We’re always a bit distrustful of any album that starts with an overture, just like Lissie‘s does. There’s always a sense of the grandiose and pretentious there, a setting of scene that might be best served elsewhere. My Wild West begins with that same problem – it’s opening, like its title, suggests drama on a cinematic scale, a notion that fades a bit too quickly.
Opening with Hollywood and Wild West is probably not the best decision for this album. They’re far from Lissie’s best work, plodding pieces that descend too close to overwrought balladry, lacking the punch and verve we’ve come to associate with her. It’s well over halfway through the album before there’s a discernible chart-bothering banger (Don’t You Give Up On Me, just FYI – A+ Maurus gold).

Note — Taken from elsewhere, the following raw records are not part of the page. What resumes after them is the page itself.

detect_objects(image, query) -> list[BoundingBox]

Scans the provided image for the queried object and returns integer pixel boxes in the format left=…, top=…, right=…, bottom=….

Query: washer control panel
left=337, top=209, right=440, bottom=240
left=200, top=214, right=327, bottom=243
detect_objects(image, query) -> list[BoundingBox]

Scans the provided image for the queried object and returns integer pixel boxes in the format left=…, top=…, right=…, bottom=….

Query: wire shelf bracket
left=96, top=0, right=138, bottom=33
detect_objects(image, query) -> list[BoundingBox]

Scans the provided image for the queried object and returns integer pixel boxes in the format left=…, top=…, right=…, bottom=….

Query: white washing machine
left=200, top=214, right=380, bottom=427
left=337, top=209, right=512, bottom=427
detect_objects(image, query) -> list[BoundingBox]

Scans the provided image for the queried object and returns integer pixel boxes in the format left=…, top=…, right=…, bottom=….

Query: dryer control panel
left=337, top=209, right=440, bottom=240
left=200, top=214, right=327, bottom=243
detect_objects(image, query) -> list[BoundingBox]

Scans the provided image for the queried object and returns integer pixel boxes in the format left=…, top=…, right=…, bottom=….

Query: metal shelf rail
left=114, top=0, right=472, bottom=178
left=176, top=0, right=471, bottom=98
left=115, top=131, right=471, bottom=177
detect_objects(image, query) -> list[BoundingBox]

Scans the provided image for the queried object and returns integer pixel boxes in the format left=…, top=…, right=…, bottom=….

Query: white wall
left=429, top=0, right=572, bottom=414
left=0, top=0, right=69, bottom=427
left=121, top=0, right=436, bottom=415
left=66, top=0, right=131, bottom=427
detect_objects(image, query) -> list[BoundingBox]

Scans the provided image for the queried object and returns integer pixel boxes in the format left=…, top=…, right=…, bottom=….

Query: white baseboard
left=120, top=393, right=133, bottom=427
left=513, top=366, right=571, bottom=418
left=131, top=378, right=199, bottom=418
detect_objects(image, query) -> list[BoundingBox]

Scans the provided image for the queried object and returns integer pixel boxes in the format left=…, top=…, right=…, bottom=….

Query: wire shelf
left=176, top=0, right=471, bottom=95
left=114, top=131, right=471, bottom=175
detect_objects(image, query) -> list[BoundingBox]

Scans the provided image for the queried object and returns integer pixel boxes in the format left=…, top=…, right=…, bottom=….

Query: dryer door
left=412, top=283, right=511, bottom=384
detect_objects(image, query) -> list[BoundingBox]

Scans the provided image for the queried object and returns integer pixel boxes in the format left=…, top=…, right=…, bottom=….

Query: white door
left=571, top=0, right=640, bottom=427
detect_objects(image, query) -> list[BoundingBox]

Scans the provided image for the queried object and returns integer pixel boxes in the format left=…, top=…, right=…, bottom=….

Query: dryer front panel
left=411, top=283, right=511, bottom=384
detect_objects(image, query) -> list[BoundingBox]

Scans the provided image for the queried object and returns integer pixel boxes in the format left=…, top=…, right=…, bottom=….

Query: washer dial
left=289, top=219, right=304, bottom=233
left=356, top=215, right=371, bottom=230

Lissie’s Wild West, it seems, is more the aftermath of a battle, a deserted landscape that sees her roaming in search of herself and remnants of the past. Unfortunately, it’s wrapped in a sort of been-there feel with the Sia school of over-emotiong, and like a knock-off Western that wraps its philosophies in staid old phrases. Hero, for example, lives up to it’s familiar title with lines like “I could have been a hero, I could have been a zero, I could have been all these things… I could have had something. I could have had nothing, I could have had all these things.” Well, quite – if Lissie had been sharper on the draw, this wouldn’t seem like such an arid wasteland.